いま話題になるものは、より話題になるように動く。一方で情報の総量が多いので、話題にならないものはあっという間に消え去り、忘れ去られ、情報の中に埋もれてしまう。

私が今いちばん感じているのは、ビデオゲームという娯楽がお客様のアテンション(注意)を集めることが以前より難しくなっている、ということです。世の中に流れる情報量が多いので、その中から人が注意を向けられるものは限られる。それに選ばれるか、選ばれないかですごく大きな差が出る。

ニンテンドー3DSで12年11月に発売した「とびだせ どうぶつの森」のようなソフトは、かつてビデオゲームが好調といわれたときと変わらず、あるいはそれ以上の勢いで売れる(※)。ソーシャルメディアを通じて情報共有されることが、ポジティブなスパイラルになる。そのゲームをみんなが話題にし、話題になったことで興味を持つ人がますます増えていく。ビデオゲームがはやっていないと論評されるのはどなたですか、というくらいの売れ方をするわけです。

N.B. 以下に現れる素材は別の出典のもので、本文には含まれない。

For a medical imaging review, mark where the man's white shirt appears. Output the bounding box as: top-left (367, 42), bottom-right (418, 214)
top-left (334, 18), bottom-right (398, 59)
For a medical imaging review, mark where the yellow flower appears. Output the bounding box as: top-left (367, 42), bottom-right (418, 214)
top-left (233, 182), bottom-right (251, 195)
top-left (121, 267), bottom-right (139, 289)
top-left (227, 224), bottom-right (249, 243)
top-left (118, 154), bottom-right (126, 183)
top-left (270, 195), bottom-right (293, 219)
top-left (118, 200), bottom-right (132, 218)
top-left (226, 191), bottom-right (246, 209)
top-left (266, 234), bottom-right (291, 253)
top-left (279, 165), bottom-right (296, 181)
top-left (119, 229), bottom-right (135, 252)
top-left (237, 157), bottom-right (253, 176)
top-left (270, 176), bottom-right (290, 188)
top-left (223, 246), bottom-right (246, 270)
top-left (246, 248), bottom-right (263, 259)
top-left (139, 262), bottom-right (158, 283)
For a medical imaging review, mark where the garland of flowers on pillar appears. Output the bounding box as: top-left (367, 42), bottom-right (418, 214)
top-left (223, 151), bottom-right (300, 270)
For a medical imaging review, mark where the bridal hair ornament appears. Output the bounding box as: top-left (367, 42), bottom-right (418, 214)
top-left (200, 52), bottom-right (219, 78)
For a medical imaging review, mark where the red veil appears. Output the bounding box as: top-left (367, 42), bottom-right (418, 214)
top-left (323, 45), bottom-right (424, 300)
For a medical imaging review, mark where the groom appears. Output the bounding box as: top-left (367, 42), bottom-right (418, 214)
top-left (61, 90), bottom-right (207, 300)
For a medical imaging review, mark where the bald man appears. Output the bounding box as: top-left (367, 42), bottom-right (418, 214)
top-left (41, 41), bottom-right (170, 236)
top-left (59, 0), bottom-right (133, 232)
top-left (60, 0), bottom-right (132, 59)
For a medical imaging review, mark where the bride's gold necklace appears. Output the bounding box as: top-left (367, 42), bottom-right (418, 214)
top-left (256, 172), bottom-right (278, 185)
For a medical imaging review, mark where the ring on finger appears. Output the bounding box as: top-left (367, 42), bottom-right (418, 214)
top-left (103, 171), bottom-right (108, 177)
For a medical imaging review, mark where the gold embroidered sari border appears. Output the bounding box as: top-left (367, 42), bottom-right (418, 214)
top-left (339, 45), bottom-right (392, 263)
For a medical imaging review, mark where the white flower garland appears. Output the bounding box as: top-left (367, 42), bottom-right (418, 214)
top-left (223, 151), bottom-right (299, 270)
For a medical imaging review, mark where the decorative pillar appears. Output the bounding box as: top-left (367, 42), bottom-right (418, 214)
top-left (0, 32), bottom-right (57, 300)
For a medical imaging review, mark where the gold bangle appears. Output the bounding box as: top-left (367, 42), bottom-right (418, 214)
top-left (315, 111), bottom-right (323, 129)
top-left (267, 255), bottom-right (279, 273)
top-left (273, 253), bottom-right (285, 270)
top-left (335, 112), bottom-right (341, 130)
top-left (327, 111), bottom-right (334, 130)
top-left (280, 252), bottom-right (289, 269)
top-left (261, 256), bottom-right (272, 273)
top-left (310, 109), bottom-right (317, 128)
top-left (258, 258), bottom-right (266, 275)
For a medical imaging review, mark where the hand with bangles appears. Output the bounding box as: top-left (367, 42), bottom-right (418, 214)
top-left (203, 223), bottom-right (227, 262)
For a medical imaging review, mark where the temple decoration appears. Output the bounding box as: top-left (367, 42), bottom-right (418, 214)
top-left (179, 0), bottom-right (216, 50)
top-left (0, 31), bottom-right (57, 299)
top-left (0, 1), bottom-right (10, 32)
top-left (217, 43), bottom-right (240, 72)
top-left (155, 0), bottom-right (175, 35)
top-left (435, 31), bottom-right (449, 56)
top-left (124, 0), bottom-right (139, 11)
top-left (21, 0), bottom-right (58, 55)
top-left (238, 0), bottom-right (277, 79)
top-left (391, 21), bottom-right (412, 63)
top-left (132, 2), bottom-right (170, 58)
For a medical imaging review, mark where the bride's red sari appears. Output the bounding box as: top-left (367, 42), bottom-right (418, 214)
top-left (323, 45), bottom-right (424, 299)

※発売半年で400万本のヒットとなった。前機種ニンテンドーDS版が、最も勢いのあった時期に出したソフト「おいでよ どうぶつの森」は520万本。

「共感がひとつのキーワード」

一方で、ビデオゲーム全体としてみれば、たとえばかつてテレビゲームがものすごくはやったときは、新しい大作ソフトが出ると、発売という事実だけでニュースになった。ところが今は発売されて多くの人が楽しんで、その人たちがソーシャルメディアでさまざまな情報を発信して初めてニュースとなる。

これはビデオゲームに限ったことではなく、あらゆることのヒットのハードルが上がっている。情報の洪水の中でお客様にスルーされない情報になるためにはどうすればよいか。ほかの分野の皆さんも努力されていると思うが、ビデオゲームの分野も同じように努力しているのです。